Sentiu na redondilha a primeira célula de um poema e tentou realizá-lo, mas fracassou. Naquele tempo já não forçava a mão. Abandonou a ideia. Alguns anos depois, em idênticas circunstâncias de desalento e tédio ocorreu-lhe o mesmo desabafo de evasão da 'vida besta'. Desta vez o poema saiu sem esforço, como se já estivesse pronto dentro dele.
'Gosto desse poema porque vejo nele, em escorço, toda a minha vida, e também porque parece que nele soube transmitir a tantas outras pessoas a visão e promessa da minha adolescência – essa Parságada onde podemos viver pelo sonho o que a vida madrasta não nos quis dar.

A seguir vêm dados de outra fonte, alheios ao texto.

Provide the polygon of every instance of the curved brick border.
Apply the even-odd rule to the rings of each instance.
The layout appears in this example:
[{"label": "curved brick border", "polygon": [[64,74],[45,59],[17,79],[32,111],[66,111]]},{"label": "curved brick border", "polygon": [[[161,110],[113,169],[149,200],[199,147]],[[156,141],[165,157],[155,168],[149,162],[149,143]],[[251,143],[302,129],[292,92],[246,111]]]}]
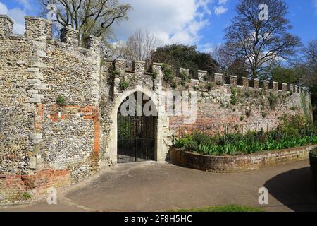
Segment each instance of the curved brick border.
[{"label": "curved brick border", "polygon": [[210,156],[171,148],[170,160],[175,165],[211,172],[251,171],[306,160],[317,145],[239,156]]}]

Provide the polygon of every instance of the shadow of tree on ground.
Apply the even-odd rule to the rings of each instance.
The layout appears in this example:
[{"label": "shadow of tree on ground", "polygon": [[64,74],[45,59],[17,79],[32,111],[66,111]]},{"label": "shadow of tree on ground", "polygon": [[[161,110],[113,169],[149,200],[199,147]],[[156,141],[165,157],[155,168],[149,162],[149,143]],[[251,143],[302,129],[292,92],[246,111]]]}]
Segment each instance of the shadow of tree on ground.
[{"label": "shadow of tree on ground", "polygon": [[291,170],[267,181],[270,194],[295,212],[317,212],[317,196],[310,167]]}]

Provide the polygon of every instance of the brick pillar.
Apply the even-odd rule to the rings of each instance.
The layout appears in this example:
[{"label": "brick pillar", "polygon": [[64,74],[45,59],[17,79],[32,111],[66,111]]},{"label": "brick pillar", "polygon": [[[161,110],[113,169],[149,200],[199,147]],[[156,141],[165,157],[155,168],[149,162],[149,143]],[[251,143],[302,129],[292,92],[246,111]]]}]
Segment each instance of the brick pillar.
[{"label": "brick pillar", "polygon": [[51,21],[39,17],[25,16],[25,37],[45,41],[52,38]]},{"label": "brick pillar", "polygon": [[268,84],[270,83],[270,82],[267,80],[264,80],[263,81],[263,88],[266,90],[269,90],[269,87],[268,87]]},{"label": "brick pillar", "polygon": [[207,76],[207,71],[198,70],[198,80],[200,82],[204,82],[204,78]]},{"label": "brick pillar", "polygon": [[223,85],[223,75],[222,73],[215,73],[215,83],[220,85]]},{"label": "brick pillar", "polygon": [[230,76],[230,85],[232,87],[237,87],[237,76]]},{"label": "brick pillar", "polygon": [[273,82],[273,90],[278,91],[278,82]]},{"label": "brick pillar", "polygon": [[79,32],[71,28],[65,27],[61,30],[61,42],[65,42],[70,48],[78,47]]},{"label": "brick pillar", "polygon": [[152,71],[155,74],[154,90],[159,90],[162,88],[162,64],[153,63]]},{"label": "brick pillar", "polygon": [[290,92],[291,93],[294,93],[294,85],[293,84],[290,84]]},{"label": "brick pillar", "polygon": [[12,33],[13,21],[6,15],[0,15],[0,35]]},{"label": "brick pillar", "polygon": [[254,79],[254,88],[259,90],[259,88],[260,88],[260,81],[259,79]]},{"label": "brick pillar", "polygon": [[132,70],[137,74],[144,74],[145,72],[145,61],[134,61],[132,62]]},{"label": "brick pillar", "polygon": [[283,92],[287,92],[287,83],[282,84],[282,90],[283,90]]},{"label": "brick pillar", "polygon": [[85,47],[100,54],[101,52],[101,38],[100,37],[90,35],[85,41]]},{"label": "brick pillar", "polygon": [[249,88],[249,78],[243,77],[242,78],[242,84],[244,88]]}]

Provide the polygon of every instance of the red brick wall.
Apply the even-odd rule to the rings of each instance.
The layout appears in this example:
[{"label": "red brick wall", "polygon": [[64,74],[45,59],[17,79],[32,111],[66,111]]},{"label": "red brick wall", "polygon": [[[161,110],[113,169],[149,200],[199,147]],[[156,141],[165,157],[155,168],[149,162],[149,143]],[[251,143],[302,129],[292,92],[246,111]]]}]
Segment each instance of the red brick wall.
[{"label": "red brick wall", "polygon": [[203,171],[239,172],[306,160],[309,151],[316,147],[315,145],[239,156],[209,156],[171,148],[170,160],[176,165]]},{"label": "red brick wall", "polygon": [[27,192],[37,198],[45,195],[49,188],[70,184],[68,170],[42,170],[32,175],[0,175],[0,196],[3,200],[14,201],[20,200],[23,194]]}]

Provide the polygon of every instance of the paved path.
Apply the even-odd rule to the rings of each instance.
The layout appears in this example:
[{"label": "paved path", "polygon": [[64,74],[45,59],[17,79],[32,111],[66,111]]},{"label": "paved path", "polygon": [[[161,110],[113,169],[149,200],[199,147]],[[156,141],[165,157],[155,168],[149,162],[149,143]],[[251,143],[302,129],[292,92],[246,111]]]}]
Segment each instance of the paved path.
[{"label": "paved path", "polygon": [[58,191],[46,201],[0,211],[163,211],[238,204],[259,206],[260,187],[269,191],[267,211],[317,211],[308,161],[251,172],[219,174],[168,163],[118,165]]}]

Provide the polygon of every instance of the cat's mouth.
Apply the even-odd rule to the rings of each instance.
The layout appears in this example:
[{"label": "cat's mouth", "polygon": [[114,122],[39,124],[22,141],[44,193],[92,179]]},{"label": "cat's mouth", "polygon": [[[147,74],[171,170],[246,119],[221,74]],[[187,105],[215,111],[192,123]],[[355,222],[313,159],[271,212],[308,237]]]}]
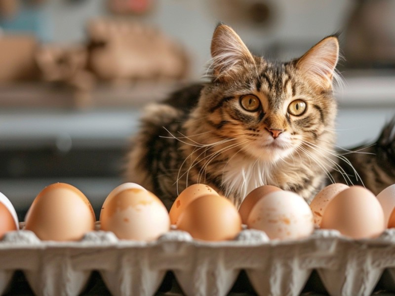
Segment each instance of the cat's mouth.
[{"label": "cat's mouth", "polygon": [[262,148],[264,149],[279,149],[281,150],[286,150],[291,148],[291,145],[289,143],[277,139],[274,140],[270,142],[261,143],[260,146]]}]

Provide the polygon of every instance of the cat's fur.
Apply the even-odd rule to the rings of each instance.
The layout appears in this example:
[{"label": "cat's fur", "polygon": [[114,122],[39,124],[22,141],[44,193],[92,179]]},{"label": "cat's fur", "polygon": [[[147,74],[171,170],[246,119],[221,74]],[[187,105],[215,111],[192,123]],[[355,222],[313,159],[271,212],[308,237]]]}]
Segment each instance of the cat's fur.
[{"label": "cat's fur", "polygon": [[334,150],[336,36],[299,59],[273,62],[253,55],[231,28],[220,24],[211,51],[209,82],[146,109],[128,156],[128,181],[154,192],[168,209],[186,186],[197,183],[211,186],[237,206],[264,185],[310,201],[330,183],[360,182],[346,157],[375,193],[395,183],[394,165],[385,176],[370,174],[371,167],[381,167],[378,158],[394,163],[393,123],[379,141],[383,145],[371,148],[389,145],[377,157]]}]

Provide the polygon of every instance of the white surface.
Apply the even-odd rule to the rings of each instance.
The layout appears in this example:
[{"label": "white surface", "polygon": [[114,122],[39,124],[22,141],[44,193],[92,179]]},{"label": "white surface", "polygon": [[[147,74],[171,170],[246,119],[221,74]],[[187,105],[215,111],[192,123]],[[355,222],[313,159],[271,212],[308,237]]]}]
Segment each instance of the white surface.
[{"label": "white surface", "polygon": [[94,270],[114,295],[153,295],[173,271],[187,296],[225,296],[242,270],[260,295],[299,295],[313,270],[332,296],[370,295],[385,270],[394,291],[395,233],[356,241],[333,230],[305,239],[269,241],[242,230],[234,240],[204,242],[171,230],[150,243],[118,240],[111,232],[88,232],[80,241],[41,241],[33,232],[7,233],[0,241],[0,294],[22,270],[33,291],[76,295]]}]

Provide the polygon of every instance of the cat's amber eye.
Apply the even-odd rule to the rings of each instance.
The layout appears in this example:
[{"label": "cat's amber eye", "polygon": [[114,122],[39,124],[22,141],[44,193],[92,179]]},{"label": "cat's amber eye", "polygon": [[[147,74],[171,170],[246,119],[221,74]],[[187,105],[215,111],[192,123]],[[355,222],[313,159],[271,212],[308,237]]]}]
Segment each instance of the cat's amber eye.
[{"label": "cat's amber eye", "polygon": [[307,109],[307,105],[304,101],[295,100],[291,102],[288,106],[288,112],[294,116],[300,116],[305,112]]},{"label": "cat's amber eye", "polygon": [[259,99],[253,95],[245,95],[240,98],[240,105],[247,111],[256,111],[261,106]]}]

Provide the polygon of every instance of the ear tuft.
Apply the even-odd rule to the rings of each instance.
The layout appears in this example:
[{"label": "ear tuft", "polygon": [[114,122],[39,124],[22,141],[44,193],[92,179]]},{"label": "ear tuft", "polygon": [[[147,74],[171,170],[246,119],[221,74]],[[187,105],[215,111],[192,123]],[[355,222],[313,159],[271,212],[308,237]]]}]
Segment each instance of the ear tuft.
[{"label": "ear tuft", "polygon": [[318,85],[330,88],[338,60],[339,40],[330,36],[312,47],[298,60],[296,67]]},{"label": "ear tuft", "polygon": [[211,74],[215,79],[227,80],[254,60],[247,46],[230,27],[217,26],[211,46],[212,63]]}]

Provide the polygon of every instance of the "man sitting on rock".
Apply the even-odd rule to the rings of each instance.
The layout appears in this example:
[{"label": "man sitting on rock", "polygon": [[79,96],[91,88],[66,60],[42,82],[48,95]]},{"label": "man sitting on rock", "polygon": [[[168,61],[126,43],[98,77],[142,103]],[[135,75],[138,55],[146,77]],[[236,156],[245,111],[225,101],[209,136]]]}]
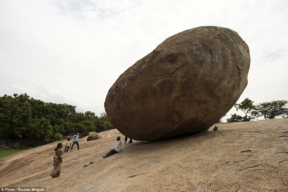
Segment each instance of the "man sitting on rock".
[{"label": "man sitting on rock", "polygon": [[115,146],[115,148],[113,149],[111,149],[110,151],[106,154],[106,155],[102,155],[102,157],[104,158],[108,157],[109,156],[111,156],[114,153],[117,153],[121,151],[121,149],[122,147],[122,143],[120,140],[120,137],[117,137],[116,138],[117,140],[117,144]]}]

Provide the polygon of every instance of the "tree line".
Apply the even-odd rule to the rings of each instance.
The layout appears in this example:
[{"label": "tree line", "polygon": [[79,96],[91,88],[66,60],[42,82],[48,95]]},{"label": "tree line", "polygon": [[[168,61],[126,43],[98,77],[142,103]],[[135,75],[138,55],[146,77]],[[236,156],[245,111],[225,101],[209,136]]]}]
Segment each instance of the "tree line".
[{"label": "tree line", "polygon": [[288,117],[288,101],[284,100],[272,101],[253,105],[249,98],[246,98],[240,103],[236,103],[234,107],[237,111],[240,111],[245,114],[244,116],[231,114],[231,117],[226,120],[228,122],[249,121],[260,117],[265,119],[275,119],[276,117]]},{"label": "tree line", "polygon": [[106,113],[76,112],[66,103],[46,102],[26,93],[0,98],[0,139],[23,137],[61,140],[76,132],[85,136],[114,128]]}]

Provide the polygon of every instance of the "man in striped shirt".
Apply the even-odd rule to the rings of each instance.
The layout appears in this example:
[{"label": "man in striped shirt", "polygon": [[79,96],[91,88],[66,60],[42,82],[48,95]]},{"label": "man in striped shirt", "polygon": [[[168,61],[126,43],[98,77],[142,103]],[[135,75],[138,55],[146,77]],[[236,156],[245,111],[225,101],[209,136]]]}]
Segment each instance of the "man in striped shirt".
[{"label": "man in striped shirt", "polygon": [[77,147],[78,150],[79,150],[79,143],[78,143],[78,138],[80,137],[79,133],[77,133],[76,134],[74,135],[74,141],[73,141],[73,144],[72,144],[72,146],[71,147],[71,151],[73,151],[73,146],[76,143],[77,145]]}]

Não sou arquiteto, como meu pai desejava, não fiz nenhuma casa, mas reconstruí, e não como uma forma imperfeita neste mundo de aparências, uma cidade ilustre, que hoje não é mais a Parságada de Ciro, e sim a minha Parságada'.
Vou-me embora pra Pasárgada
Vou-me embora pra Pasárgada
Lá sou amigo do rei
Lá tenho a mulher que eu quero
Na cama que escolherei
Vou-me embora pra Pasárgada
Vou-me embora pra Pasárgada
Aqui eu não sou feliz
Lá a existência é uma aventura
De tal modo inconsequente
Que Joana a Louca de Espanha
Rainha e falsa demente
Vem a ser contraparente
Da nora que nunca tive
E como farei ginástica
Andarei de bicicleta
Montarei em burro brabo
Subirei no pau-de-sebo
Tomarei banhos de mar!
E quando estiver cansado
Deito na beira do rio
Mando chamar a mãe-d'água
Pra me contar as histórias
Que no tempo de eu menino
Rosa vinha me contar
Vou-me embora pra Pasárgada
Em Pasárgada tem tudo
É outra civilização
Tem um processo seguro
De impedir a concepção
Tem telefone automático
Tem alcaloide à vontade
Tem prostitutas bonitas
Para a gente namorar
E quando eu estiver mais triste
Mas triste de não ter jeito
Quando de noite me der
Vontade de me matar
— Lá sou amigo do rei —
Terei a mulher que eu quero
Na cama que escolherei
Vou-me embora pra Pasárgada.
Uma Antologia Poética L&PM Pocket pág 89.